地球のティラノサウルスとの違いを見つつ捌いていった。ベルが手早いのもあって、意外と早く捌き終えたのは嬉しい誤算だ。
「助かったぜ、ユート。俺一人だったらもっとかかってただろうからな」
「ありがとう、僕も勉強になったよ。あとはどうするの?」
「燻製にするといいんだが、時間もかかるしそのまま持っていく。また馬を休める時間を使って燻製にするさ。今は進まないと時間が勿体無いからな」
「同感だね。ならこれは僕が馬車に積んでおくよ。御者はベルが?」
「助かる。爺ちゃんは何かと理由を付けてやんねーんだ」
そう言って嫌そうにするベルだけど、別にお爺さんを嫌っているわけじゃないみたい。言い合いはするけど、どこか尊敬しているようにも見えたし。
僕は捌いた肉たちを神術で浮かして馬車の中に入った。すると、ハクが驚いたようにこっちを見ていた。
「すごいのぉ。魔術はそんなこともできるんじゃな」
「ハクは使えないの?」
「身体強化くらいじゃな。ワシに魔術は合わんかった」
「誰でも使えると思うんだけど」
「ああ、そういう意味ではないのじゃ。後ろからポンポン放つよりも、前に出て切った方がワシの好みじゃったというだけの話じゃ」
なるほどね。確か僕の剣術の師匠もそんなことを言ってたな。僕は別にどっちでもいいと思うけど。戦いに楽しさを感じる人間じゃないし。
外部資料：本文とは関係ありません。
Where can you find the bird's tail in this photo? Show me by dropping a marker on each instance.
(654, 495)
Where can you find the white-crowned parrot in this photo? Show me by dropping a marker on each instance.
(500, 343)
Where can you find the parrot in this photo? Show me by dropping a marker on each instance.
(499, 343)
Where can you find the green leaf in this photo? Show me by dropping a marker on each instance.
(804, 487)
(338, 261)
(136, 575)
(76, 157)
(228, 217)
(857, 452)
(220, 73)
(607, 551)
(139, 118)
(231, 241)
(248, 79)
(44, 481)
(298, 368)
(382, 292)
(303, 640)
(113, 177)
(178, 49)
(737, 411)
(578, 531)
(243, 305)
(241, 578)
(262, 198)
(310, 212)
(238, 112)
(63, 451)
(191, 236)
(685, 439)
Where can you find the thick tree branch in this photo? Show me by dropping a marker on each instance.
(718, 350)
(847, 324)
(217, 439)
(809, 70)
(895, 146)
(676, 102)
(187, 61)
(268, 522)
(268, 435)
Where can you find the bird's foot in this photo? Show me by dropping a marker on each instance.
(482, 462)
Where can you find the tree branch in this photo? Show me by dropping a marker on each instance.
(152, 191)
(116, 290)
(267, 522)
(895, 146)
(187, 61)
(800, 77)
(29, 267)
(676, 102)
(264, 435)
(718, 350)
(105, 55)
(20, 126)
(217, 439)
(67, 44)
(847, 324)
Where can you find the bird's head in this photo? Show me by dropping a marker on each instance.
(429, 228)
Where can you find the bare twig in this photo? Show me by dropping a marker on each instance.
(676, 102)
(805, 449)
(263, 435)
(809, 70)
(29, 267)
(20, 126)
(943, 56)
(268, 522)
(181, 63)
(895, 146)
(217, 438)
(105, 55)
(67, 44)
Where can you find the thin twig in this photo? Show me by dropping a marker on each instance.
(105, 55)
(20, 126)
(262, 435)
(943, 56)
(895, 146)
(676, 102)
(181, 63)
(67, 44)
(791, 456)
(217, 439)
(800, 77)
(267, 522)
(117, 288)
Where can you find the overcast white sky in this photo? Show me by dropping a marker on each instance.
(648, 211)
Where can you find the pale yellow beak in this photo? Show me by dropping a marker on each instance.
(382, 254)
僕はハクに肉の置き場所を聞いて、そこに肉たちを置いた。
「正確には魔術じゃないんだけど、僕みたいな力の使い方をしている人はいないの?」
「ほう、魔術ではなかったのか」
「正確にはね。でも似たようなものだよ」
「ふむ。ユートみたいな使い方をしている者はみたことはないのぉ。基本、魔術は相手を殺すためにある。だからそのような使い方は珍しいかもしれん。まぁ、ワシが見たことないだけかもしれんが」
この世界ではそういうものなのか。地球ではむしろ生活を楽にするような使い方をする魔術の方が多かったんだけど。
「おーい! 出発すんぞー!」
ベルのそんな声が聞こえてくるとゆっくりと馬車が動き出し、一定の速さで走り始めた。やっぱり歩くよりかは速いもんだね。
「そういえば精霊様はどうしたのじゃ?」
「恐竜を捌いている間に寝ちゃった。精霊はよく寝るから」
「そうなのか。精霊様のことはあまり伝わっておらんからわからんのじゃ」
「どこか遠くの土地で国を作ったって聞いたけど」
「うむ。その精霊様はそこから来たのかもしれぬな。何か聞いておらんのか?」
別世界から来た。って言っても別に問題はないんだけどね。信じるか信じないかは本人次第だし。でも、わざわざ混乱させなくてもいいんじゃないかなって僕は思ってる。
「特には聞いてないかな」
「そうか。……旅をしているのじゃったな。話を聞かせてはくれんか?」
「いいよ。それじゃあ、僕が遠い遠い地にいた頃の話……」
僕は自分の旅がどんなものだったかを語った。時にハクの質問に答えながら。